O4I3 Is a Selective KDM5A Inhibitor (A) Comparison of O4I3 inhibitory effect on KDM5, LSD1, and KDM4 in vitro using the whole-cell nuclear extraction. (B) The inhibitory effect of O4I3 on the members of KDM5 family of demethylases isolated from cells. (C) A selective KDM5A inhibitor JIB-04 induces OCT4 expression in NCCIT-OCT4 cells. Four histone demethylase inhibitors (HDMs), namely, CPI-455, JIB-04, GSK-J4, and daminozide, were incubated with NCCIT-OCT4 reporter cells for 48 h. (D) JIB-04 (5 μM) induces OCT4 expression in fibroblasts at the indicated time points (D, days). (E) Comparison of KDM5A and KDM5B expression levels in fibroblast (HF1), resistant fibroblast (HF4), HF4 transfected with OSKM, iPSCs, and NCCIT. (F) Knockdown of KDM5A (si5A) activates OCT4 in NCCIT-OCT4 reporter cells. Cells were transfected with various KDM5 siRNA concentrations for 48 h. (G) Transient knockdown (48 h) of KDM5A induces OCT4 and SOX2 expression in fibroblasts. (H) Overexpression of KDM5A (OE5A) compromises the effect of O4I3 (100 nM, 48 h) in NCCIT-OCT4 and HEK-OCT4 cells. (I) The number of TRA-1-60-positive colonies was reduced in reprogramming-resistant fibroblasts with overexpression of KDM5A. In (C), (D), and (F) statistical significance was compared with mock (0.1% DMSO) treatment, in (G) with non-targeting siRNA and in (E) with HF4, whereas in (H) and (I) it was compared with OSKM-treated fibroblasts using two-way ANOVA followed by a post-hoc Tukey test.

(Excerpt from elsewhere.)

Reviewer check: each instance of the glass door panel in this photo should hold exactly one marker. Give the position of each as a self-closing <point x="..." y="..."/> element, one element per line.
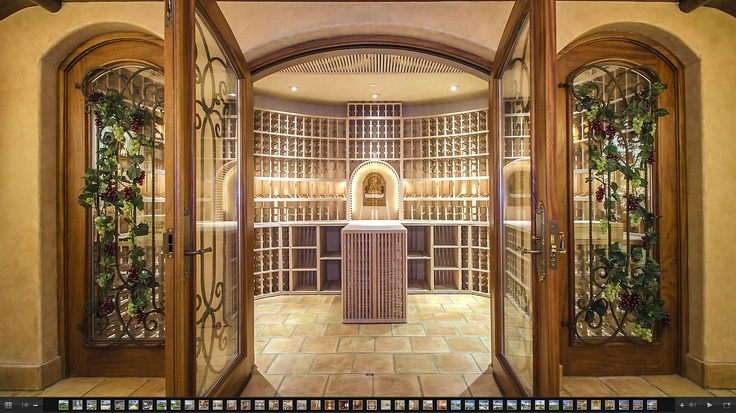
<point x="516" y="209"/>
<point x="216" y="208"/>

Data are represented as mean ± SD. ***p<0.001, **p<0.01, *p<0.05.

Figure 5

KDM5A Is a Reprogramming Barrier (A and B) (A) Suppression of KDM5A activity by siRNA or JIB-04 (5 μM, 48 h) promotes the enrichment of H3K4Me3 at the promoter of OCT4 in resistant fibroblasts, (B) but not that of H3K27Me3. Ct values were obtained from qRT-PCR. (C) Suppression of KDM5A activity by JIB-04 or KDM5A siRNA (siKA) induces POU5F1, SOX2, and CDH1 mRNA levels during reprogramming, as determined by qRT-PCR. (D) Correlation between reprogramming efficiency and KDM5A expression in HF1-HF11. The same amount of each cDNA was used as template for qRT-PCR where the Ct values indicate the expression of KDM5A. (E) Knockdown effects of increasing concentrations of anti-KDM5A siRNA (siKDM5A, 48 h) on H3K4Me3 expression levels in HF. (F) Reprogramming efficiency using various patient primary fibroblasts, as determined by the number of TRA-1-60-positive colonies. Cells were either transiently transfected with the indicated siRNA oligos in the first 5 days or treated with JIB-04 (5 μM, 48 h). siK5ABCD, anti-KDM5A/B/C/D siRNA; siK5AD, anti-KDM5A/D siRNA; siK5CD, anti-KDM5C/D siRNA; siK5A, anti-KDM5A siRNA; siK5B, anti-KDM5B siRNA; siK5C, anti-KDM5C siRNA; and siK5D, anti-KDM5D siRNA. In (A), (B), and (F) statistical significance was compared with OSKM-treated fibroblasts, whereas in (C) it was compared with DMSO (0.1%) treatment using two-way ANOVA and a post-hoc Tukey test. Data are represented as mean ± SD. ***p<0.001, **p<0.01, *p<0.05.